ごく短い時間であっても「自然の中でリラックスした」「よく眠れた」という成功体験が持てたなら、それは森林セラピーによるとても貴重な経験。自然がもたらす効果を体感できてこそ、普段の生活にも活かしていけます。
 
定期的に森林に通ってダイナミックなスケールで森林の癒しを受けられれば良いのですが、そう何度も定期的に通えないという人は、一度成功体験を持った後の過ごし方が大事。

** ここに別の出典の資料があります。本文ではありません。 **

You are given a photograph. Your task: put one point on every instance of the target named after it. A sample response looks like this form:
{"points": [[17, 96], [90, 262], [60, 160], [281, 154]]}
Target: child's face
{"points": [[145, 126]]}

森林セラピーで癒し効果を実感した後に、たとえば「近くの公園へ行く」「ヒーリング音楽を聴く」「アロマテラピーを楽しむ」など、日常に自然のエッセンスを取り入れる方法を実践するとより効果的になります。
 
「まずは、適切なガイドの指導を受けて実感し、二度三度、経験してみてください。自然の楽しみ方や五感の使い方を体感して成功体験をした上でなら、そのあとは、自分なりのやり方で活かして頂けると思います」(瀬上さん)

おすすめ森林セラピー基地

森林セラピーのプログラムの内容は、各地でさまざま。場所によっては山菜や野菜のヘルシーな食事を楽しんだり、民泊体験なども可能。森林セラピーが体験できる基地は、現在全国で62か所あります。
 
▼森林セラピーが活発な主な基地
・長野県信濃町:癒しの森
http://iyashinomori.main.jp/
 
・鳥取県智頭町:鳥取砂丘を育む源流の森
http://cms.sanin.jp/p/chizu/sanson_saisei/therapy/
 
・東京都奥多摩町:おくたま巨木に癒される森
http://okutama-therapy.com/
 
・山梨県山梨市:三富川浦西沢渓谷
http://www.yamanashishi-kankou.com/iyashi/therapy_text/therapy.htm
※フフ山梨
http://fufuyamanashi.jp/
 
・東京(代々木公園など)で森林セラピーイベントを随時開催
森林セラピーソサエティのFacebookページで随時案内
https://www.facebook.com/Foresttherapy/
 
▼おすすめの季節
・フィトンチッドの濃度が高い6月から8月(ただし、この時期は夏の暑さがきついので、出かけるならば高原の森がおすすめ)
・天候が安定しやすい秋
・冬に雪の中で行うプログラムなどもある
 
▼注意事項
・ハイキングをする程度の装備 虫よけやイバラなどによる小傷防止のため長袖が必需。
・蜂に刺されやすくなってしまうため黒い服や香水などは避ける
・雨天時は無理をせず安全を確保する
 
科学的に実証された自然の癒し効果を体感し、そこで得た成功体験を生活に取り入れていけば、心身がストレスから解放され、安定感を取り戻すきっかけになるはずです。「都会の喧騒に疲れた」「ストレスがたまっている」と感じたときは、心身からの不調のサイン。今度の休日に思いきって「森林セラピー」に出かけてみてはいかがでしょうか?